Wei WuXian keyifle konuşuyordu, “Tabii ki her zaman diz çökerim. Ama Jin ZiXuan şımarık bir velet, bu yüzden kesinlikle daha önce hiç diz çökmedi. Onu ailesi için ağlayacak kadar diz çöktürmezsem, adı artık Wei olmayacak.”
Jiang Cheng başını eğdi, birkaç dakika durakladı ve yumuşak bir sesle konuştu, “Baba geldi.”
Wei WuXian, “Shijie gelmedi, değil mi?”
Jiang Cheng, “Neden gelsin ki? Onun için itibarını nasıl kaybettiğini görmek için mi? Gelseydi, senin yanına gelip sana ilaç getirmez miydi?”
Wei WuXian içini çekti, “… Shijie gelse iyi olur. Ona vurmadığın için şanslısın.”
Jiang Cheng, “Yapacaktım. Eğer beni zorlamasaydın, Jin ZiXuan’ın yüzünün diğer tarafı da mahvolacaktı.”
Wei WuXian, “Hayır. Şu anda asimetrik bir yüzle daha çirkin görünüyor. Tavus kuşu gibi yüzüne çok değer verdiğini duydum. Aynaya baktıktan sonra ne düşünürdü acaba! Hahahaha…” Yuvarlandıktan sonra Wei WuXian yerde kahkahalarla tekrar konuştu, “Aslında ona vurmana izin vermeliydim ve kenarda izlemeliydim. Bu şekilde belki Jiang Amca gelmezdi. Ama başka seçenek yoktu. Ben yardım edemedim!”
Jiang Cheng hafifçe homurdandı, “Keşke.”
Wei WuXian’ın gelişigüzel sözleri olmasına rağmen, bunun bir yalan olmadığını bildiği için karışık duygular besliyordu.
Jiang FengMian, sorun iyi ya da kötü, büyük ya da küçük olsun, onunla ilgili herhangi bir şey için bir gün içinde başka bir tarikata asla acele etmemişti.
Asla.
Wei WuXian onun melankolik yüzünü görünce Jin ZiXuan’ın sözlerine hâlâ kızgın olduğunu düşündü, “Gitmelisin. Benimle kalmana gerek yok. Lan WangJi tekrar gelirse, ona yakalanırsın. vaktin var, Jin ZiXuan’ı ziyaret et ve diz çökmüş halde ne kadar aptalca göründüğüne bak.”

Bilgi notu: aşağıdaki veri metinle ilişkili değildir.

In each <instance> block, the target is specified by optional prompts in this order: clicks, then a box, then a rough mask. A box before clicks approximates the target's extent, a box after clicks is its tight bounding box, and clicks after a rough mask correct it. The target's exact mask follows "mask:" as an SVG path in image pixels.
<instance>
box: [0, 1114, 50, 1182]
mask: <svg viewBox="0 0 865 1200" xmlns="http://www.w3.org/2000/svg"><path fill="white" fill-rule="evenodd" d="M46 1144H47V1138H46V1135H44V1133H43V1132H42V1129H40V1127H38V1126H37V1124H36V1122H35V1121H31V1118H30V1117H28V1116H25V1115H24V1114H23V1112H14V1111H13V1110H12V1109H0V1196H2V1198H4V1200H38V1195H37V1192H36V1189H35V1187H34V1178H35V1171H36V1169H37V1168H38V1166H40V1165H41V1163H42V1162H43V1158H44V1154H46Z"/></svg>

Jiang Cheng biraz şaşırmıştı, “Lan WangJi? Neden geldi? Yine de seni görmeye cesaret etti?”
Wei WuXian, “Evet, ben de gelip beni görmeye cesaret ettiği için övülmesi gerektiğini düşündüm. Muhtemelen amcası gelip düzgün diz çöküp çökmediğimi kontrol etmesini söylemiş.”
Jiang Cheng içgüdüsel olarak bir önsezi hissetti, “Düzgün diz çöktün mü?”
Wei WuXian, “Düzgün bir şekilde diz çökmüştüm. O biraz uzaklaştıktan sonra bir sopa buldum ve toprağı kazmaya başladım. Ayağınızın yanındaki yığın. Orada bir karınca deliği var, bulmak için tonlarca zahmete katlandım. Ne zaman başını çevirdi, omuzlarımın titrediğini gördü ve kesinlikle ağladığımı sandı. Hatta gelip bana sordu. Karınca deliğini gördüğündeki ifadesini gerçekten görmeliydiniz.”
“…” Jiang Cheng, “Kaybolmalı ve bir an önce Yunmeng’e geri dönmelisin! Seni bir daha asla görmek istediğini sanmıyorum.”
Ve böylece o gece Wei WuXian eşyalarını topladı ve Jiang FengMian ile birlikte Yunmeng’e döndü.
GERİ DÖNÜŞ BİTER.
Çevirmenin Notları
Resimli kitaplar: Bunlar büyük olasılıkla erotik resimli kitaplara gönderme yapıyor. Bu, hikayede zaten birkaç kez geçtiğinden, gerçekte nasıl göründüklerine bakmak iyi bir fikir olabilir.
Not: Eski Çin halkının tuhaf bir sanat tarzı vardır.
XiChen-ge: Bu, “xxx-xiong” ile aynıdır.
kanlı gözler: Bunun gerçek çevirisi “ölü balık gözleri” dir. Bunun ünlü bir örneği Attack on Titan’daki Kaptan Levi’nin gözleridir.
oyulmuş pencere: Oyulmuş pencereler, duvarın bazı bölümlerinin tasarımlara oyulmasıyla yapılır. Antik Çin olduğu için cam yok.
qielan: Bu, Sanskritçe’deki “tapınak” kelimesinden gelir. Bu, çevrilmeden bırakılmıştır çünkü son üçü (xiyue, daolu ve guiji) de çevrilmemiştir.
xiulian ortakları: İki uygulayıcı bir çift olduklarında, evlendiklerinde ve birlikte uygulama yaptıklarında, uygulama ortakları olurlar. Kulağa eğlenceli geldiği için bazıları buna “xiulian arkadaşları” diyor.
xiyue: Müzik öğrenmek.
daolu: Uygulama ortakları olmak.
guiji: Hiçliğe dönüş.
soyadım artık Wei olmayacak: Çince’de, genellikle bir şey üzerine bahse girdikten sonra söylenen popüler bir sözdür. Örneğin, “eğer o adam suçlu değilse, artık soyadım Jia olmayacak” veya “bunu yapamazsam, soyadım artık Yi olmayacak”.